La Stampa, 7 febbraio 2021
Cuba apre ai privati
Dalla purezza del Che al nuovo liberismo economico. Con una riforma senza precedenti il governo di Cuba archivia definitivamente la Revolución e spiana la strada all’impresa privata. Venerdì il Consiglio dei ministri ha approvato un provvedimento che apre le porte del libero mercato alla maggior parte dei settori produttivi, stravolgendo un’economia fondata sulla centralità dello Stato dal 1959, quando i «barbudos» guidati da Che Guevara e Fidel Castro presero il potere all’Avana rovesciando il regime filo-americano di Fulgencio Batista e nazionalizzando le grandi imprese private. «I settori in cui sarà consentita l’attività privata, ossia senza alcun intervento statale, passeranno da 127 a oltre 2 mila», ha comunicato con toni trionfali la ministra del Lavoro Marta Elena Feito.
La riforma, di cui si era iniziato a parlare già la scorsa estate, arriva in un momento particolarmente difficile per l’isola caraibica, piegata dalla pandemia che ha azzerato il turismo e dalle sanzioni imposte dall’ex presidente americano Donald Trump.
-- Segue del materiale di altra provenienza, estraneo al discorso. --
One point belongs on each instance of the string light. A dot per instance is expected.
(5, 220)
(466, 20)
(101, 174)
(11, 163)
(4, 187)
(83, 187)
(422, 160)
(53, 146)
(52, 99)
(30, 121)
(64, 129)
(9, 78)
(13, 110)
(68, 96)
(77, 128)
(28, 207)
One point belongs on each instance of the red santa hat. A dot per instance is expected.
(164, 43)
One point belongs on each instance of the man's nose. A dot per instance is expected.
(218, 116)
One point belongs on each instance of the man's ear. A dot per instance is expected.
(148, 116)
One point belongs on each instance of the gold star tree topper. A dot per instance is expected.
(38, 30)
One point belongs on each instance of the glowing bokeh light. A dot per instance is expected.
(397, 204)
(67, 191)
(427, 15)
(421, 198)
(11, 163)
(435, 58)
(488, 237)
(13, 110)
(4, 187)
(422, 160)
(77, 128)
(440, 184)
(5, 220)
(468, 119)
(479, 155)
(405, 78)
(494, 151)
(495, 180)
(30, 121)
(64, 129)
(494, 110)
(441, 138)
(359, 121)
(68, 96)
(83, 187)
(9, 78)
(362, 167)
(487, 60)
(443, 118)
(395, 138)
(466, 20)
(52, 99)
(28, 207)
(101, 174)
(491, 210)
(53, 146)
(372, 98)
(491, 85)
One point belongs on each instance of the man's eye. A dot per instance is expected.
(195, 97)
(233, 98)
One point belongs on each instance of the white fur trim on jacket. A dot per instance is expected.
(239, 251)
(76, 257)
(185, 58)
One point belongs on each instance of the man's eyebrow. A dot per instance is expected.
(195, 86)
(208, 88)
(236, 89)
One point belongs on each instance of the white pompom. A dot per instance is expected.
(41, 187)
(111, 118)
Dopo anni di stagnazione, nel 2020 l’economia cubana ha conosciuto una contrazione dell’11 per cento (il peggior calo in quasi tre decenni) e la popolazione ha dovuto fare i conti con scarsità di beni di base e file interminabili per ottenerli. Ad oggi, il cosiddetto settore «non statale», con l’esclusione dell’agricoltura tenuta in piedi da centinaia di migliaia di fattorie, è composto principalmente da piccole cooperative attive nel turismo, nell’artigianato e nel trasporto locale. Secondo la ministra Feito, citata da Granma, l’organo di stampa del Partito comunista, si tratta di circa 600 mila lavoratori, ossia il 13 per cento della popolazione attiva. La nuova riforma dovrebbe aprire ai privati quasi tutti i settori dell’economia: «Soltanto 124 rimarranno parzialmente o del tutto controllati dallo Stato», ha riferito ancora la ministra Feito, senza però specificare quali (secondo Afp dovrebbero includere i media, la Sanità e la Difesa).
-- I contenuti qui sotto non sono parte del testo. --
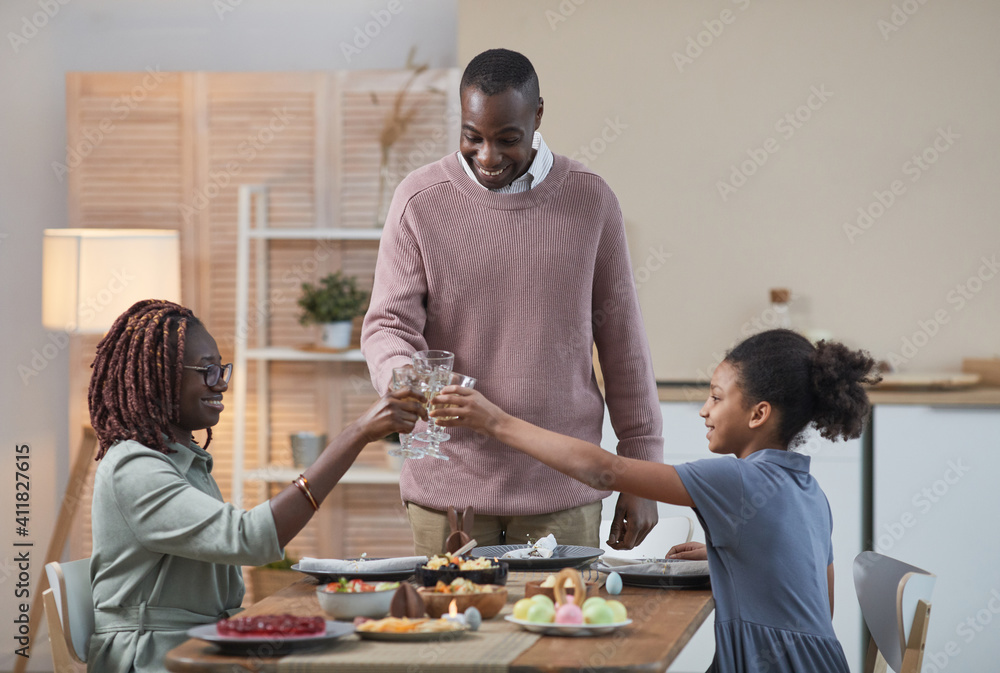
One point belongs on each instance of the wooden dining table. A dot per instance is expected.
(663, 621)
Il cammino verso un’economia di libero mercato, dopo oltre 50 anni di comunismo, venti di guerra (anche nucleare) con l’America, sfide a non finire ed embargo, era cominciato nel 2014 con l’allora presidente Raúl Castro e la visita a Cuba il 20 marzo 2016 di Barack Obama (un presidente Usa non metteva piede sull’isola da 88 anni, l’ultimo era stato il repubblicano Calvin Coolidge, nel 1928). In quei giorni L’Avana era stata invasa dalle modelle di Chanel, i Rolling Stones suonavano in Plaza de la Revolución, le navi da crociera scaricavano centinaia di turisti e i due presidenti progettavano investimenti milionari con resort adeguati agli standard nordamericani, green di golf e accordi nei settori dell’industria mineraria e delle telecomunicazioni. Poi è arrivato Trump, il grande freddo tra Usa e Cuba è tornato, nuove sanzioni hanno frenato lo sviluppo dell’isola, atrofizzato nel 2020 dalla pandemia. Ma la strada ormai era imboccata. Lo scorso mese il successore di Raúl, Miguel Díaz-Canel, ha definito l’espansione del settore «non statale» una «priorità immediata» per rivitalizzare l’economia. La nuova Revolución non guarda più al Che, ormai un monumento per i turisti, il modello è la Cina di Xi Jinping.